Fourth, working on AI value-alignment. Though corrigibility and control are important to reduce takeover risk, we want to also focus on ensuring that the AI we create positively influences society in the worlds where it doesn’t take over. That is, we need to figure out the “model spec” for superintelligence - what character it should have - and how to ensure it has that character.
I think we want AI advisors that aren’t sycophants, and aren’t merely trying to fulfill their users’ narrow self-interest - at least in the highest-stakes situations, like AI for political advice. Instead, we should at least want them to nudge us to act in accordance with the better angels of our nature.
(And, though it might be more difficult to achieve, we can also try to ensure that, even if superintelligent AI does take over, it (i) treats humans well, and (ii) creates a more-flourishing AI-civilisation than it would have done otherwise.)
Fifth, AI rights. Even just for the mundane reasons that it will be economically useful to give AIs rights to make contracts (etc), as we do with corporations, I think it’s likely we’ll start soon giving AIs at least some rights.
But what rights are appropriate? An AI rights regime will affect many things: the risk of AI takeover; the extent to which AI decision-making guides society; and the wellbeing of AIs themselves, if and when they become conscious.
In the future, it’s very likely that almost all beings will be digital. The first legal decisions we make here could set precedent for how they’re treated. But there are huge unresolved questions about what a good society involving both human beings and superintelligent AIs would look like. We’re currently stumbling blind into one of the most momentous decisions that will ever be made.
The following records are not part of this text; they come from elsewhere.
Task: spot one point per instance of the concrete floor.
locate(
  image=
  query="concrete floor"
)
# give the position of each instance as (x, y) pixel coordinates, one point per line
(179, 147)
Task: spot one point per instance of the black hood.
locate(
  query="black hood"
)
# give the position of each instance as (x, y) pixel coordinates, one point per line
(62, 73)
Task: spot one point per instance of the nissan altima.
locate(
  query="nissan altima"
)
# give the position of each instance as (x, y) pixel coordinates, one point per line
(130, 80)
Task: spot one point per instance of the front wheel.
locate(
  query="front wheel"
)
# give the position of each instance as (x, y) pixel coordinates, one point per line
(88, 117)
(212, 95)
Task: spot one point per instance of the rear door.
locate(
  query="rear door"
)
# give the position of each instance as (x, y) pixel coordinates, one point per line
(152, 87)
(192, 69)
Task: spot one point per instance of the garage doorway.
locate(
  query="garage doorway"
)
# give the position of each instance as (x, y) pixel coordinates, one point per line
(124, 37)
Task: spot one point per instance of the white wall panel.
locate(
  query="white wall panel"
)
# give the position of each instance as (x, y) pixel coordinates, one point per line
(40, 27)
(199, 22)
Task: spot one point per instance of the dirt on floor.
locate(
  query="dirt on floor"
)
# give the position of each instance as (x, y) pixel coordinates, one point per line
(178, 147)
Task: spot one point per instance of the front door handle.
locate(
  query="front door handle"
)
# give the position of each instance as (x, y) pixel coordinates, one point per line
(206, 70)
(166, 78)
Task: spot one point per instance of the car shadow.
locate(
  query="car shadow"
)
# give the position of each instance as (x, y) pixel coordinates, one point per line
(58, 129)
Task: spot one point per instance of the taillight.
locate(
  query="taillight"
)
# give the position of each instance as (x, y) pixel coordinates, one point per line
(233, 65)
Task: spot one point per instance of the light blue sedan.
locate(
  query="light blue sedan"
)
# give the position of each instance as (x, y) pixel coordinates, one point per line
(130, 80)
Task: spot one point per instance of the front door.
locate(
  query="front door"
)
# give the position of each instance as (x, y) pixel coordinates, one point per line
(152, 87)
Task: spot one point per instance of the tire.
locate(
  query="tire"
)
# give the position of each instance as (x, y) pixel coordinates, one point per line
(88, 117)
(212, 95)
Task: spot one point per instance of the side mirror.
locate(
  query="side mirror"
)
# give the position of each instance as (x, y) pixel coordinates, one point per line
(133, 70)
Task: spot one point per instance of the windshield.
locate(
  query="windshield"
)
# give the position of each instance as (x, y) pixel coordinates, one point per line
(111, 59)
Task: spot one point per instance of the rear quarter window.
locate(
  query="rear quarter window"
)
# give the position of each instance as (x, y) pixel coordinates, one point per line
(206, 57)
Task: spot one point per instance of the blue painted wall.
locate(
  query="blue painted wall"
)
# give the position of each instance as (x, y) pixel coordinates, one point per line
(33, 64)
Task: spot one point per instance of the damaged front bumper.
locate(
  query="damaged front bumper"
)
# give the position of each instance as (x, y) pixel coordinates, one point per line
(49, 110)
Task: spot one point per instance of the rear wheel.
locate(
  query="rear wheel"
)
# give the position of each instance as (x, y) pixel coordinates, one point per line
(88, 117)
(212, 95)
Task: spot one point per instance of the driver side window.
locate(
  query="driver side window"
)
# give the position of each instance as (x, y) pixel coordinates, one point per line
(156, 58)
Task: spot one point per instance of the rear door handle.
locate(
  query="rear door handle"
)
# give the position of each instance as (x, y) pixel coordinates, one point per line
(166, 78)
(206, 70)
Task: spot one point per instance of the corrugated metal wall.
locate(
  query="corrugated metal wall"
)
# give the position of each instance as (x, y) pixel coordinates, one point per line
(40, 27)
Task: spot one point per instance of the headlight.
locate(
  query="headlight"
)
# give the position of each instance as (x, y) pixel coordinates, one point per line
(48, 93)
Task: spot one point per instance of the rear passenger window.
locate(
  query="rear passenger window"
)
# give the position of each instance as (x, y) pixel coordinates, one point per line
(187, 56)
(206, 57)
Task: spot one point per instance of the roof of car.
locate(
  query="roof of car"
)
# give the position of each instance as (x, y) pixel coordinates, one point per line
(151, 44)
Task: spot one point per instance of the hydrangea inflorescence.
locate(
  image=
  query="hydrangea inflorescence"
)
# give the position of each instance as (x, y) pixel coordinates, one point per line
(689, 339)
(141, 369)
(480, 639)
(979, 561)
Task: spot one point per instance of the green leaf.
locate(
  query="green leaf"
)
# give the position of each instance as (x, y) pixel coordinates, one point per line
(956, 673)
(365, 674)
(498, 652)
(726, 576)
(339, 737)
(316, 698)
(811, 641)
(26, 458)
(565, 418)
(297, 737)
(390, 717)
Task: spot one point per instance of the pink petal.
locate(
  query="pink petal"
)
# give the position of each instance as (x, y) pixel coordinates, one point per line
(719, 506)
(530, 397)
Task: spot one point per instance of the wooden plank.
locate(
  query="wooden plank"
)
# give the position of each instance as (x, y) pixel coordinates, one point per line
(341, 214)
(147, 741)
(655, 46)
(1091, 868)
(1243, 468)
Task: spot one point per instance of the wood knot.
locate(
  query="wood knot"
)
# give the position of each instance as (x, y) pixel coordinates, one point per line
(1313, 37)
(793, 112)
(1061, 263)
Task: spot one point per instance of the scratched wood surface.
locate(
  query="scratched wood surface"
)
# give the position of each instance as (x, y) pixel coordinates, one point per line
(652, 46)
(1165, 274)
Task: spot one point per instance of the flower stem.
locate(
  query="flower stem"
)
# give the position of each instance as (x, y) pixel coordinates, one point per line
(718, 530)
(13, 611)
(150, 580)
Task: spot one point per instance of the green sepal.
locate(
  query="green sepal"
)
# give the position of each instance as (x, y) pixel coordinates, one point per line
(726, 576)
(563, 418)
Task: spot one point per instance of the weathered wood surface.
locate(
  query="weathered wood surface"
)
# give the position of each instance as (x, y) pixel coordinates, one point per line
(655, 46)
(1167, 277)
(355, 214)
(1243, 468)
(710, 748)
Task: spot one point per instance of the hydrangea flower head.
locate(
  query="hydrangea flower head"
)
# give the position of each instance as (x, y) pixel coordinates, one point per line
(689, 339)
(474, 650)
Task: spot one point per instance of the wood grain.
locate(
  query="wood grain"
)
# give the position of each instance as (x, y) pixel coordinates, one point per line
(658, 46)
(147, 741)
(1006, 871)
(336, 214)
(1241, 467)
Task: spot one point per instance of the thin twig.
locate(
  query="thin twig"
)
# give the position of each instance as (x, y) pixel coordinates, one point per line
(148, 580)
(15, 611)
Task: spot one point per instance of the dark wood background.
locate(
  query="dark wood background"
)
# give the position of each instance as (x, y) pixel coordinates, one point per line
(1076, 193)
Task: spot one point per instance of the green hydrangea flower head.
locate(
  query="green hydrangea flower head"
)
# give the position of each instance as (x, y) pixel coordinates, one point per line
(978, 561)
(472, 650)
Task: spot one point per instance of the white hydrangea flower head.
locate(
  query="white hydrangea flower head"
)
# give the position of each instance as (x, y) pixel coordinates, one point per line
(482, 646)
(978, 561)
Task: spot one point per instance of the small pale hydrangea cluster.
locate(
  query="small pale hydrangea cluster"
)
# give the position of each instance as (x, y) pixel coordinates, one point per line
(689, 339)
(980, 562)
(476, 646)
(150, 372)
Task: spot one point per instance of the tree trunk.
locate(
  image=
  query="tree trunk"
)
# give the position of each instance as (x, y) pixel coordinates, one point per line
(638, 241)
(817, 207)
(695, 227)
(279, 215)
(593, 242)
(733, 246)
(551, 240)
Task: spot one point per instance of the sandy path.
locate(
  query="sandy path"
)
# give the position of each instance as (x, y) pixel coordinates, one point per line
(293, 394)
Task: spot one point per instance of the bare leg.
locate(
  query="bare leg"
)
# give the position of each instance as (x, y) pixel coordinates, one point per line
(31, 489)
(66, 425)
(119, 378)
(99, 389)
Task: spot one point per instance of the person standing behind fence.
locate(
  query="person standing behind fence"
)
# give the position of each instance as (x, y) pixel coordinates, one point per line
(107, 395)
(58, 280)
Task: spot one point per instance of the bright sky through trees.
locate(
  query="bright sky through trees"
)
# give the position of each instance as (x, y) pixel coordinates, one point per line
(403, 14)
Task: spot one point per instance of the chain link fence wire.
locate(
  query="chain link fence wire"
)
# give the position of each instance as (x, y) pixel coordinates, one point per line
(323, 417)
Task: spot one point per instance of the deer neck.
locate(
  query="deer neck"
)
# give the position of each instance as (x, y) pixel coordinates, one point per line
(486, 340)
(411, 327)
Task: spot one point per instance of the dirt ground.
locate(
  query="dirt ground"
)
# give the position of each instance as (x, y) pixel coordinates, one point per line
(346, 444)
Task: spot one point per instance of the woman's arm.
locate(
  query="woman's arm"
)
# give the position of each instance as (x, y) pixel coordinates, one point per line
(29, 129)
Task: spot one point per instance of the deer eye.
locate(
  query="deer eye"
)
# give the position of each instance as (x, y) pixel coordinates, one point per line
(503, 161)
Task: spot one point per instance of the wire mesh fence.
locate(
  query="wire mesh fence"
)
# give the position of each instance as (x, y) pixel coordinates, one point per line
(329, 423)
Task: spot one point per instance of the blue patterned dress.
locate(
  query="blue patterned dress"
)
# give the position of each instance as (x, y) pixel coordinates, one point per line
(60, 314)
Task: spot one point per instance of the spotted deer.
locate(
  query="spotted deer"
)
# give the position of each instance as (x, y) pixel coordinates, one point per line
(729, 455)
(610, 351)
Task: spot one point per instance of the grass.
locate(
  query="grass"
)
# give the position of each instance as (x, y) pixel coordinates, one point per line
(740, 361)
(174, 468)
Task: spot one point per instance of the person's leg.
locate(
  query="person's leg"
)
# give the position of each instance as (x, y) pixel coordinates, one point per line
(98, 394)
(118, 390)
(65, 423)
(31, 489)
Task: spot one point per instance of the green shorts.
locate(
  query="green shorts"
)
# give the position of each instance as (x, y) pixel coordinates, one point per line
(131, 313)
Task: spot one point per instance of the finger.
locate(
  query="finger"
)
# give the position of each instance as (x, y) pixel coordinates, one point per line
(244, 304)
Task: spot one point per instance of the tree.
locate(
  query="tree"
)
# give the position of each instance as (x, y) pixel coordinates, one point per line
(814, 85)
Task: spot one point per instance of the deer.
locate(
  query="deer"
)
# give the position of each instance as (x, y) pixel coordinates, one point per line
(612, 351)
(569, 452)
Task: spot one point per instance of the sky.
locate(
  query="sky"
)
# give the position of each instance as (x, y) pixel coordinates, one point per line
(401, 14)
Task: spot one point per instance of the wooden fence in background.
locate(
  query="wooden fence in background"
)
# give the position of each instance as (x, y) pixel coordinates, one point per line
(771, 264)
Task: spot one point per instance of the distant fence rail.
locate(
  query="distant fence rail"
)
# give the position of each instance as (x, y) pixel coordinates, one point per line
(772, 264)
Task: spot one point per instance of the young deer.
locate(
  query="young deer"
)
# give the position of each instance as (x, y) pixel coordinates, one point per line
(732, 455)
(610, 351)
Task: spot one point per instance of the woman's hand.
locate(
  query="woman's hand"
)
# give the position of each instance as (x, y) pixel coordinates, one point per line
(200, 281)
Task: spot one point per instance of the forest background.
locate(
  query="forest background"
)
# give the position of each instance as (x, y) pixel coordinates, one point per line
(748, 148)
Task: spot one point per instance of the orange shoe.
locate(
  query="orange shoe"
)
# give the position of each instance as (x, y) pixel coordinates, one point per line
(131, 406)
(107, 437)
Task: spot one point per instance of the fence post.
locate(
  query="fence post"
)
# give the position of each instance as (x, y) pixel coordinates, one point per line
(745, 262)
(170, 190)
Finally, deliberative AI. AI has the potential to be enormously beneficial for our ability to think clearly and make good decisions, both individually and collectively. (And, yes, has the ability to be enormously destructive here, too.)
We could try to build and widely deploy AI tools for fact-checking, forecasting, policy advice, macrostrategy research and coordination; this could help ensure that the most crucial decisions are made as wisely as possible.
I’m aware that there’s a lot of different ideas here, and I’m aware that these are just potential ideas - more like proof of concept, rather than fully-fleshed out proposals. But my hope is that work on these areas - taking them from inchoate to tractable - could help society to keep its options open, to steer any potential lock-in events in better directions, and to equip decision-maker with the clarity and incentives needed to build a flourishing, rather than a merely surviving, future.